Spring semester of 1994, I had a revelation in Dr. Groisser’s Advanced Calculus II class.

It became apparent to me that mathematics is nothing less than the language of physics.

Furthermore, I knew that I had to obtain at least a master’s in mathematics before I could

understand physics. So, after obtaining a bachelor’s degree in mathematics in 1994, I

proceeded to enter graduate school in mathematics the following fall.

The first two years of graduate school seemed to go by rather quickly, and I received

a master’s degree in the spring of 1996. During the second year, I was influenced the

most by Dr. Dinculeanu in his two-semester course on measure and integration theory.

Dr. Dinculeanu taught me how to write a mathematical proof. His style and teaching

mannerisms have left lasting impressions in me and guided me toward my ultimate

decision to work in the area of probability theory and stochastic processes.

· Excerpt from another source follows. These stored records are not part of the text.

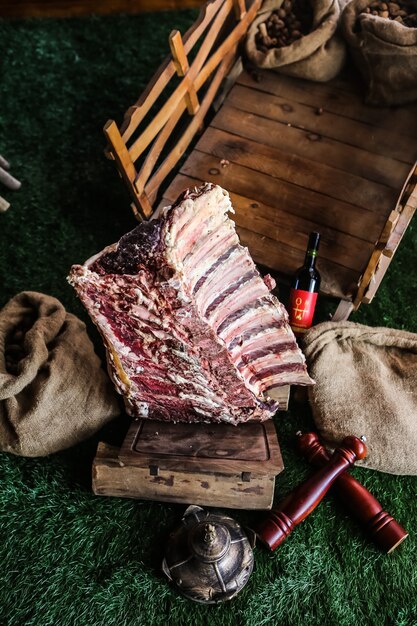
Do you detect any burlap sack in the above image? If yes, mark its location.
[304,322,417,474]
[341,0,417,106]
[0,291,120,456]
[245,0,346,82]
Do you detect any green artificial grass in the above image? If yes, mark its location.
[0,11,417,626]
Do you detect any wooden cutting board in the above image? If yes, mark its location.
[93,420,284,509]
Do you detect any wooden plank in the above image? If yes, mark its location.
[120,0,224,142]
[355,204,416,306]
[227,85,417,164]
[196,127,398,209]
[160,175,360,299]
[119,420,283,476]
[211,101,410,190]
[169,30,200,115]
[332,300,353,322]
[164,174,374,271]
[145,48,235,202]
[181,150,389,247]
[0,0,201,18]
[237,227,359,300]
[237,70,417,138]
[129,0,259,162]
[92,443,275,510]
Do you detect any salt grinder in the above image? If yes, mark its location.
[256,436,366,550]
[297,433,408,553]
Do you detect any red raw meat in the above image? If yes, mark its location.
[69,183,313,424]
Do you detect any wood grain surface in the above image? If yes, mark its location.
[0,0,202,17]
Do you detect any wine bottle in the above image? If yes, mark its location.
[289,232,321,337]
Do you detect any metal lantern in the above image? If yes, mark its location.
[162,506,254,604]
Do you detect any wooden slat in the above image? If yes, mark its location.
[161,168,360,298]
[354,165,417,308]
[211,101,410,190]
[197,127,396,210]
[129,0,259,162]
[164,174,374,270]
[120,0,224,142]
[0,0,201,18]
[92,442,275,510]
[227,85,417,164]
[237,227,359,299]
[141,43,235,202]
[181,150,386,246]
[169,30,200,115]
[237,71,417,142]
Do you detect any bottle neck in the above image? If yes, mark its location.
[304,248,317,268]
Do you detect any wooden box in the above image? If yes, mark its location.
[93,420,284,509]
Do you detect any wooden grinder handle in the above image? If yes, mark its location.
[256,437,366,550]
[297,433,408,552]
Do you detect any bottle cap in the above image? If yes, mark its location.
[308,232,320,251]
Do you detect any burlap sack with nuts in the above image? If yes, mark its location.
[341,0,417,105]
[304,322,417,475]
[0,291,120,456]
[245,0,346,82]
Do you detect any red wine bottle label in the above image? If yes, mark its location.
[289,289,317,335]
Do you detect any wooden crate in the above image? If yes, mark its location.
[93,420,284,509]
[104,0,417,320]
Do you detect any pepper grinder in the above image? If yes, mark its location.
[256,436,366,550]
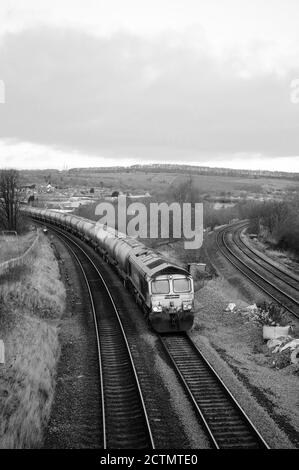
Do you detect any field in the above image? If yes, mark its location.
[21,169,299,196]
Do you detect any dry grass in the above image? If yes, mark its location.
[0,231,36,263]
[0,235,65,448]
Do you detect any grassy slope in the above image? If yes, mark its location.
[0,235,65,448]
[0,232,36,263]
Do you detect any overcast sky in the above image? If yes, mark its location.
[0,0,299,172]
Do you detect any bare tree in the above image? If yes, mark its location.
[0,170,20,230]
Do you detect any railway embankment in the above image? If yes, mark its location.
[0,235,66,448]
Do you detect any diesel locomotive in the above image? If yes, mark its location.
[24,207,194,333]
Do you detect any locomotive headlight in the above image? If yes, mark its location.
[153,305,162,312]
[183,302,192,310]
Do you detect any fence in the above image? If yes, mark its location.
[0,232,40,276]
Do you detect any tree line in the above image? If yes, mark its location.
[0,170,21,231]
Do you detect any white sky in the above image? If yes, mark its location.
[0,0,299,171]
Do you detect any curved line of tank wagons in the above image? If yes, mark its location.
[23,207,194,332]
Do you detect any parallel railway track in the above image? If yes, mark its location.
[161,334,269,449]
[233,224,299,294]
[216,225,299,319]
[49,225,155,449]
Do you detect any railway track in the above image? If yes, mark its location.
[216,225,299,319]
[49,225,155,449]
[160,334,269,449]
[233,224,299,293]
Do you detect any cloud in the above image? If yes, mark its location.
[0,27,299,167]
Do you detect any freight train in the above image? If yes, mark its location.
[24,207,194,333]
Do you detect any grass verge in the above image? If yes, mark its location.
[0,238,65,448]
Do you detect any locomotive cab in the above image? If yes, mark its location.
[149,274,194,332]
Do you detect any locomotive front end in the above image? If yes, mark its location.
[149,274,194,333]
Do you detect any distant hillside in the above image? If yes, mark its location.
[68,163,299,181]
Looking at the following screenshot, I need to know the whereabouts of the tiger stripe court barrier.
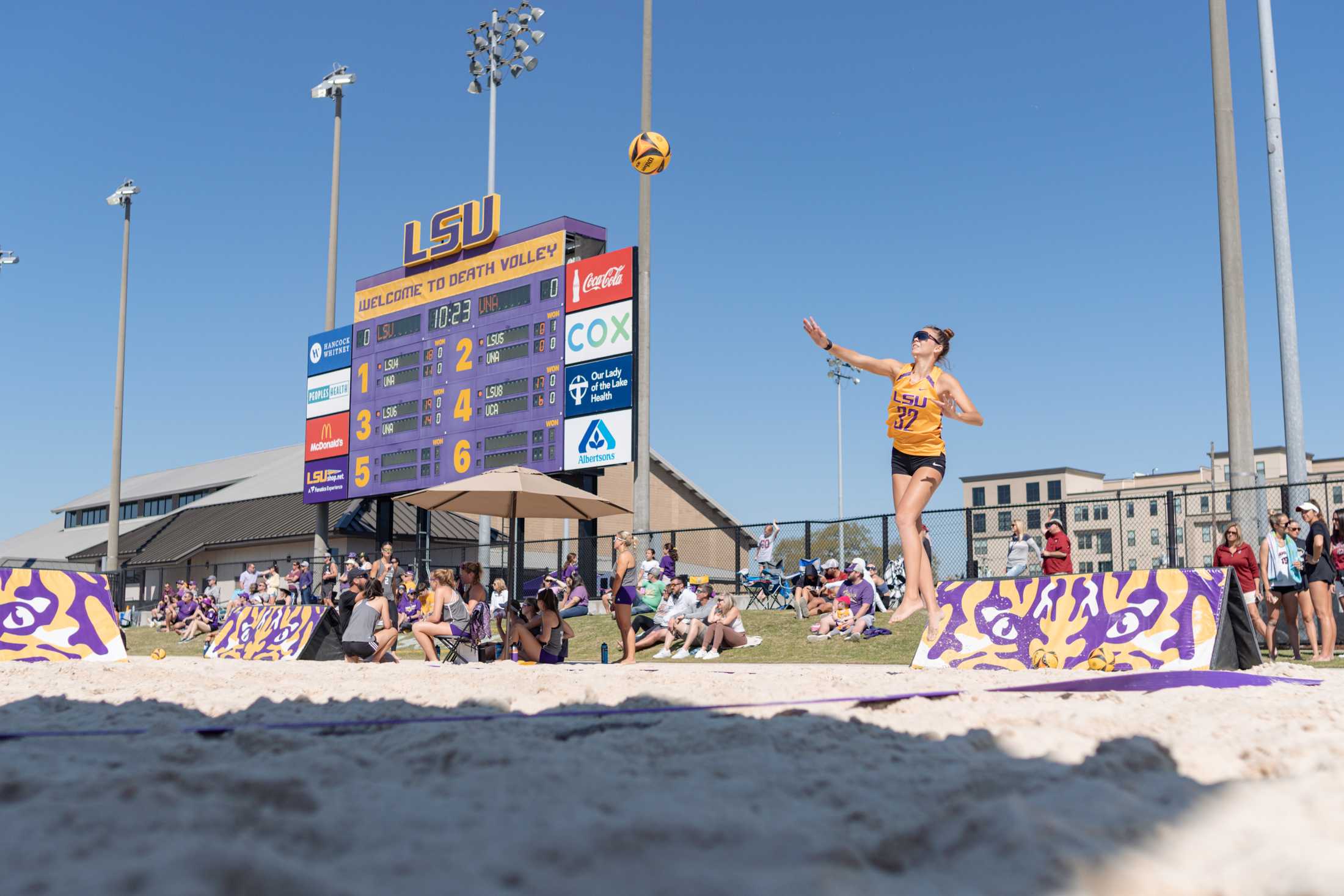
[911,570,1261,672]
[0,567,126,662]
[206,607,343,660]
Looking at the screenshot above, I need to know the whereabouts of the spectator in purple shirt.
[659,541,679,580]
[808,563,874,641]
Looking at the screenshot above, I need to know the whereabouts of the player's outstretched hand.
[802,317,831,348]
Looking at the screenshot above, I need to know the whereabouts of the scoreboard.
[305,217,634,501]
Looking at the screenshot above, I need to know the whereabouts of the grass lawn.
[125,621,1344,669]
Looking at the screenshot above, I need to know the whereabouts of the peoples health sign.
[564,355,634,418]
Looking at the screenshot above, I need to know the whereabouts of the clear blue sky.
[0,0,1344,536]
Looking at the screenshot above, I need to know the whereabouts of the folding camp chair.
[434,600,491,665]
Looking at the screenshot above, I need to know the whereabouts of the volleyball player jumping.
[802,317,985,644]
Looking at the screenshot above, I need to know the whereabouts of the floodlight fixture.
[312,66,355,100]
[108,177,140,206]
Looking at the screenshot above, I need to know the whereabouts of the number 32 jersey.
[887,364,948,457]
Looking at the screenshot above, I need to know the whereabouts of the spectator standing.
[559,572,587,619]
[1040,517,1074,575]
[659,541,680,581]
[1296,501,1336,662]
[1214,523,1278,645]
[1004,520,1044,579]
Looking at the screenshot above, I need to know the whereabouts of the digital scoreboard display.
[343,219,613,498]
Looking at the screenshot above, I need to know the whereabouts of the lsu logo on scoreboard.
[402,194,502,268]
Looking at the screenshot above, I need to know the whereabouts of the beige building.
[961,446,1344,577]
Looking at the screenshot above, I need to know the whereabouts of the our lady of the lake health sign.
[304,195,636,503]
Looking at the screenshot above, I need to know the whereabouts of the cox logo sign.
[564,299,634,364]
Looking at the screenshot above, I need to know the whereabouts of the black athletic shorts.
[891,449,948,476]
[340,641,378,660]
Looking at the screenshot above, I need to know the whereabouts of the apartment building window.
[145,497,172,516]
[79,508,108,525]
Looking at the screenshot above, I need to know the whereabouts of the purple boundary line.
[0,671,1323,740]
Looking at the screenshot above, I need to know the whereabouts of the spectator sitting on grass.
[560,572,594,625]
[630,566,668,615]
[504,588,574,664]
[653,585,714,660]
[695,594,747,660]
[630,575,696,655]
[340,579,396,662]
[808,563,874,641]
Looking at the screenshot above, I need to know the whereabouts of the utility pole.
[1258,0,1309,506]
[632,0,653,532]
[1208,0,1255,530]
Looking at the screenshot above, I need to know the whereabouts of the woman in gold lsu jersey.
[802,317,985,645]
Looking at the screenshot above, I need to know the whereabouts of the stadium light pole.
[630,0,653,532]
[827,357,859,566]
[312,66,355,572]
[1208,0,1259,532]
[1257,0,1309,518]
[103,179,140,572]
[466,0,546,578]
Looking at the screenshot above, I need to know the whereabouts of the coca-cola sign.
[564,246,636,311]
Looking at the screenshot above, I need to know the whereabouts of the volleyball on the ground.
[630,130,672,175]
[1087,647,1116,672]
[1031,647,1059,669]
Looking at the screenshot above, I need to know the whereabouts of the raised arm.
[802,317,899,379]
[937,372,985,426]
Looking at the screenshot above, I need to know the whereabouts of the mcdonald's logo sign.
[304,411,349,461]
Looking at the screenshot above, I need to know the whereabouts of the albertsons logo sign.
[564,411,634,470]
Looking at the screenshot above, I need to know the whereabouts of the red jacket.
[1040,532,1074,575]
[1214,541,1259,595]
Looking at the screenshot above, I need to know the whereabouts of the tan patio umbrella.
[392,466,630,594]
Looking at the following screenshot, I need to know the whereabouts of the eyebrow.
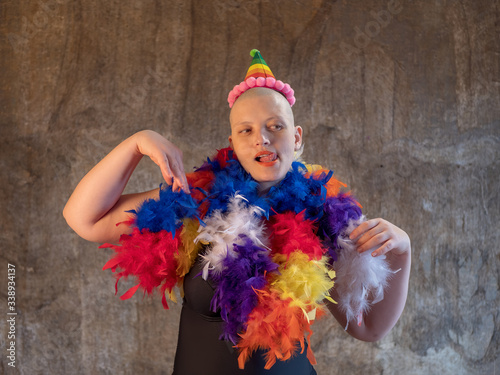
[234,116,286,126]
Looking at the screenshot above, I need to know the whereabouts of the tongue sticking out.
[257,153,277,163]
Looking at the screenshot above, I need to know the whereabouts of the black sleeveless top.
[173,257,316,375]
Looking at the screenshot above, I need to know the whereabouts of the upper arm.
[64,189,159,247]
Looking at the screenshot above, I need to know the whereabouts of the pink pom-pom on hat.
[227,49,295,108]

In the spring of my third year of graduate school, I became somewhat disillusioned

with the poor job outlook for a mathematical physicist, and took a class called The

Mathematics of Financial Derivatives with my current advisor Dr. Glover. As I was

maturing mathematically, I realized that mathematics is more than the language of

physics. Mathematics is the language of order and structure itself. All structural

concepts begin as vague, creative thoughts which can only be tested when measured, and

can only be measured when expressed in the proper mathematical framework. Therefore,

I decided that I could write a dissertation in mathematical finance as well as gain an

understanding of the probabilistic nature of the universe. Of course, the prospect of a

starting six-figure salary on Wall Street had nothing to do with this decision at all.